August 23, 2015

New Dragon Gate Inn (1992)

King Hu's 1966 wuxia film Dragon Inn was a ground-breaking and hugely popular film, so it's not surprising that eventually somebody had the idea of remaking it. The task fell to the hugely successful Hong Kong film producer Tsui Hark. While Tsui was an accomplished director in his own, he handed directorial duties to Raymond Lee (The Last Conflict). Lee and Tsui assembled an all-star cast for the remake, including Brigitte Lin, Tony Leung Ka-fai, Maggie Cheung and Donnie Yen. The resulting production, New Dragon Gate Inn, was a massive commercial hit and remains a popular cult film today.

The storyline is essentially the same as the original film. Tsao Siu-yan (Donnie Yen) is a powerful eunuch in control of China's Eastern Depot security agency. He has a rival general killed, and uses the general's children as bait to lure in the general's allies. Those allies successfully rescue the children, but are forced to take shelter at the isolated Dragon Gate Inn before they can escape across the border, When the Eastern Depot forces arrive, a complicated game of deception begins between the two forces.

Dragon Inn was an excellent example of late 1960s wuxia cinema, representing all of the style and tone that the genre tended to express at the time. It's fascinating to see that New Dragon Gate Inn achieves much of the same effect, only 26 years later and reflecting the typical style of early 1990s wuxia instead. The characters are mostly the same. The storyline is, in broad terms, intact. The action is much more frequent and its choreography more elaborate. The plot is more complex. The film is also much more humorous, in a fairly dark sort of a way.

Brigitte Lin plays Yao Mo-yan, a master swordswoman with an unrequited love for her fighting companion Chow Wai-on (Tony Leung Ka-fai). They arrive at the Dragon Gate Inn to protect the two children. Lin is a phenomenal performer who I have liked immensely in a number of Hong Kong films, including Peking Opera Blues, The Bride with White Hair and Ashes of Time. She sadly retired in 1994. She is excellent here, giving Mo-yan a depth and a melancholy air that lifts the character quite far beyond what she's given in the screenplay. Hers is the most interesting performance in the film, since Tony Leung simply doesa charismatic job of playing a heroic warrior, and Donnie Yen effectively only appears during the climax.

Maggie Cheung plays a new character: Jade, the bawdy, untrustworthy owner of the inn, whose staff are all criminals, and who is playing both the rebels and the Eastern Depot off one another. Her criminal operations give the film quite a horrific edge: anyone killed at the inn is quickly dropped down into the cellars, where a skilled cook strips the flesh from the bones in seconds before cooking it into the inn's celebrated dumplings. Cheung has good comic timing, making Jade a broadly played but highly entertaining addition.
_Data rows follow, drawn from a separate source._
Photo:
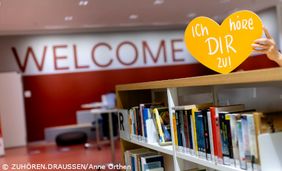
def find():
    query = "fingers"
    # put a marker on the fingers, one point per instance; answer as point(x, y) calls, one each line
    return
point(261, 51)
point(266, 32)
point(264, 41)
point(260, 47)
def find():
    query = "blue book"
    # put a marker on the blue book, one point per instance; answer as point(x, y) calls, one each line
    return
point(189, 114)
point(146, 116)
point(178, 122)
point(200, 132)
point(132, 163)
point(152, 165)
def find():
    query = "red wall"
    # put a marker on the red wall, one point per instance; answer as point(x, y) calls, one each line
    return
point(56, 98)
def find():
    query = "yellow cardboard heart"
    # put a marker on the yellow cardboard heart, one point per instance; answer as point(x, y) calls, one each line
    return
point(223, 47)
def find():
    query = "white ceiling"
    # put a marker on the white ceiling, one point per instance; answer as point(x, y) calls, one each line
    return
point(45, 16)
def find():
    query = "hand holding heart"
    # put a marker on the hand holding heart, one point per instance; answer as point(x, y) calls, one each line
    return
point(268, 46)
point(223, 47)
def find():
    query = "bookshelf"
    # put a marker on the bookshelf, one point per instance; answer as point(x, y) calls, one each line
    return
point(248, 87)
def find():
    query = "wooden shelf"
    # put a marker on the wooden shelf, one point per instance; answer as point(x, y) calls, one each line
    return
point(163, 149)
point(243, 77)
point(206, 163)
point(129, 95)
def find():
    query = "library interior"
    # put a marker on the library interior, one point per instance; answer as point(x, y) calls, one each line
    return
point(151, 85)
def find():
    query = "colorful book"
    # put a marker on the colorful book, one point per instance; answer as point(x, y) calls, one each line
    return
point(152, 158)
point(243, 163)
point(206, 134)
point(234, 135)
point(146, 115)
point(246, 141)
point(162, 121)
point(199, 120)
point(210, 135)
point(186, 132)
point(226, 140)
point(216, 129)
point(175, 129)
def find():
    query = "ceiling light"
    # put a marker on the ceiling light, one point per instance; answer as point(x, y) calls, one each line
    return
point(68, 18)
point(192, 15)
point(83, 3)
point(133, 17)
point(158, 2)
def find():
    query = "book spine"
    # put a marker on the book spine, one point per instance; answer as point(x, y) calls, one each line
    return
point(179, 137)
point(243, 164)
point(211, 136)
point(193, 150)
point(139, 125)
point(130, 122)
point(246, 141)
point(142, 121)
point(158, 125)
point(224, 139)
point(146, 114)
point(135, 123)
point(200, 134)
point(181, 116)
point(175, 129)
point(206, 134)
point(214, 132)
point(252, 140)
point(257, 120)
point(194, 131)
point(186, 133)
point(218, 139)
point(190, 130)
point(230, 145)
point(234, 135)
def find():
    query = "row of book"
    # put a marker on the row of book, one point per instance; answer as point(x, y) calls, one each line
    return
point(150, 123)
point(143, 159)
point(225, 135)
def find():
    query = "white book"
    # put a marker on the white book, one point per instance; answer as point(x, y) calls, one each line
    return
point(235, 143)
point(193, 137)
point(156, 169)
point(152, 134)
point(210, 135)
point(2, 149)
point(123, 118)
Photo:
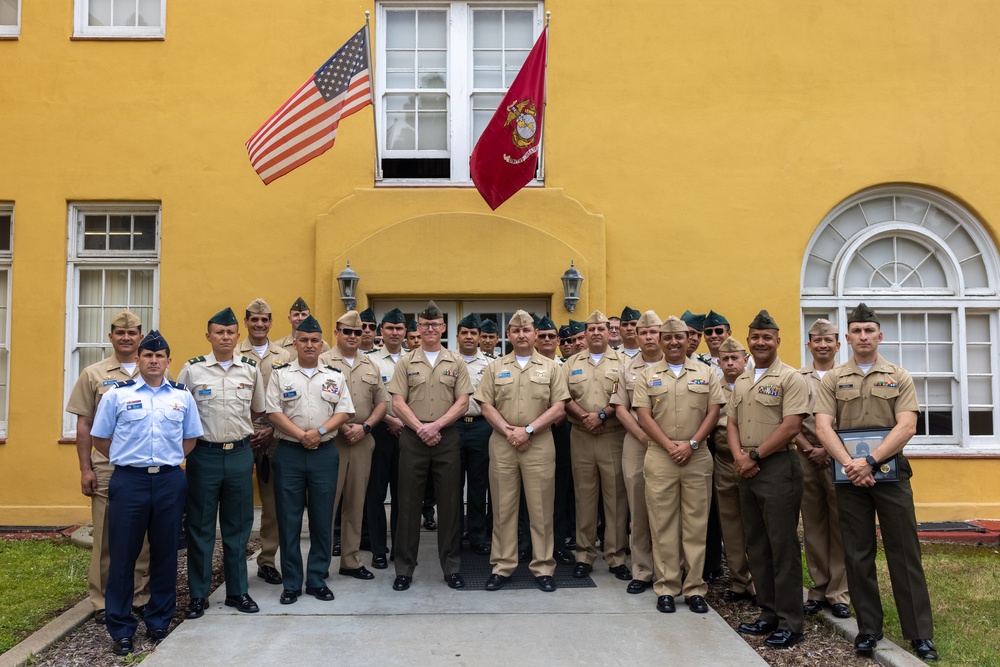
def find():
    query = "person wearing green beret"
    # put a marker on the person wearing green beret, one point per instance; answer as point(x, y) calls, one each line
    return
point(230, 394)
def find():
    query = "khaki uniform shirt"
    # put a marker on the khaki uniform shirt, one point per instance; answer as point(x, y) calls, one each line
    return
point(857, 400)
point(678, 404)
point(590, 385)
point(225, 398)
point(476, 368)
point(430, 392)
point(367, 390)
point(308, 401)
point(521, 395)
point(759, 407)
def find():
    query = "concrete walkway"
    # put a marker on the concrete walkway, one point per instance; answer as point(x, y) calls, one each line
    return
point(370, 624)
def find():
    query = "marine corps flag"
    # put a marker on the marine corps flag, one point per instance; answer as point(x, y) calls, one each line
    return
point(506, 156)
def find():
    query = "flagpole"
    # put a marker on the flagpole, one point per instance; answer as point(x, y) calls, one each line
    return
point(371, 92)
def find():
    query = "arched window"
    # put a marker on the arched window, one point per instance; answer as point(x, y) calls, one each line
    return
point(931, 272)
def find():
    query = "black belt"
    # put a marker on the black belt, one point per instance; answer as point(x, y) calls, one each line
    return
point(224, 445)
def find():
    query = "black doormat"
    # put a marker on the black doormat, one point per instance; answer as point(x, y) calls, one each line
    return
point(477, 569)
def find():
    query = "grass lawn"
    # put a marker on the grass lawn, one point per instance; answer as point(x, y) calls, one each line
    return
point(38, 579)
point(964, 583)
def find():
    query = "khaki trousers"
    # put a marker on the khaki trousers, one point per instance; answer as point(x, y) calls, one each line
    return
point(100, 556)
point(536, 470)
point(727, 490)
point(352, 488)
point(597, 470)
point(821, 535)
point(633, 461)
point(678, 499)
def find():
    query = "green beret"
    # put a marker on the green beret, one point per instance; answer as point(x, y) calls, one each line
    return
point(310, 325)
point(713, 319)
point(764, 321)
point(862, 314)
point(470, 321)
point(630, 314)
point(394, 316)
point(545, 324)
point(696, 322)
point(224, 317)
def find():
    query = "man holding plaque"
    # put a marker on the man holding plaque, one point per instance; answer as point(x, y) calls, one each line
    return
point(870, 392)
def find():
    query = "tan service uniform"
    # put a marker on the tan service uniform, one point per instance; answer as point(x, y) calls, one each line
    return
point(367, 391)
point(597, 459)
point(678, 497)
point(520, 396)
point(94, 382)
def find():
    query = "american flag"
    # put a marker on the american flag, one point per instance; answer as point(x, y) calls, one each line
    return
point(306, 125)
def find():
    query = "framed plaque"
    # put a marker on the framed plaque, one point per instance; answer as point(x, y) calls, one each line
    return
point(860, 443)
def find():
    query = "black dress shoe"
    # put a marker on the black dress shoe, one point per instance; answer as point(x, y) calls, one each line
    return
point(758, 627)
point(269, 574)
point(924, 648)
point(783, 639)
point(696, 603)
point(565, 557)
point(321, 593)
point(812, 607)
point(122, 646)
point(196, 608)
point(637, 586)
point(865, 643)
point(243, 603)
point(546, 584)
point(358, 573)
point(156, 636)
point(733, 596)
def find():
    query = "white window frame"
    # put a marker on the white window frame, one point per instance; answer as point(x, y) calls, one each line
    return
point(835, 302)
point(82, 29)
point(78, 259)
point(8, 31)
point(459, 91)
point(6, 264)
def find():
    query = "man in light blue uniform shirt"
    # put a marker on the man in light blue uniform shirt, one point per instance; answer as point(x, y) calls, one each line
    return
point(145, 426)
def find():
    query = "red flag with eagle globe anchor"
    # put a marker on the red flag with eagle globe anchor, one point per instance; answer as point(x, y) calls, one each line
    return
point(506, 156)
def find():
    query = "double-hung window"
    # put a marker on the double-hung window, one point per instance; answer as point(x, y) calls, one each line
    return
point(441, 71)
point(114, 263)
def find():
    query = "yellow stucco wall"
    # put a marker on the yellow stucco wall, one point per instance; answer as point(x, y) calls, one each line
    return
point(692, 148)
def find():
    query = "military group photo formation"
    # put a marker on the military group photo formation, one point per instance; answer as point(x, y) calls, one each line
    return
point(610, 441)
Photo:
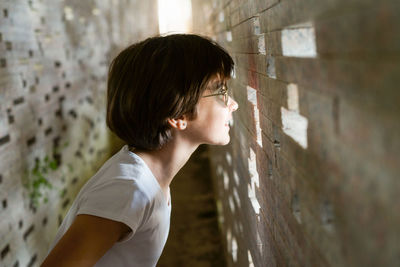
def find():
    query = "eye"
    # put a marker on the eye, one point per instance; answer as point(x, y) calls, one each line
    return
point(222, 89)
At about the 80 minute mark the various deceptions, gambits and lies all collapse, and the film explodes into action for the remainder of its running time. It is brilliantly staged combat, performed at sometimes astonishing speeds and with excellent use of wire-work, sword-fighting and kung fu. The film's climax is an odd one. It begins as a three-versus-one sword fight in a sandstorm, which is incredibly well shot and edited, but suddenly takes a right turn into also slapstick-style antics that threaten to derail the whole scene. It doesn't ruin the film, but it does cause a worrying wobble in quality at precisely the worst possible moment.

New Dragon Gate Inn lacks the dignity and poise of its inspiration, but it does stand up extremely well as a classic example of its genre and of the year in which it was made. It was also popular enough that 19 years later Dragon Inn was remade again, this time as Flying Swords of Dragon Gate with Jet Li in the leading role.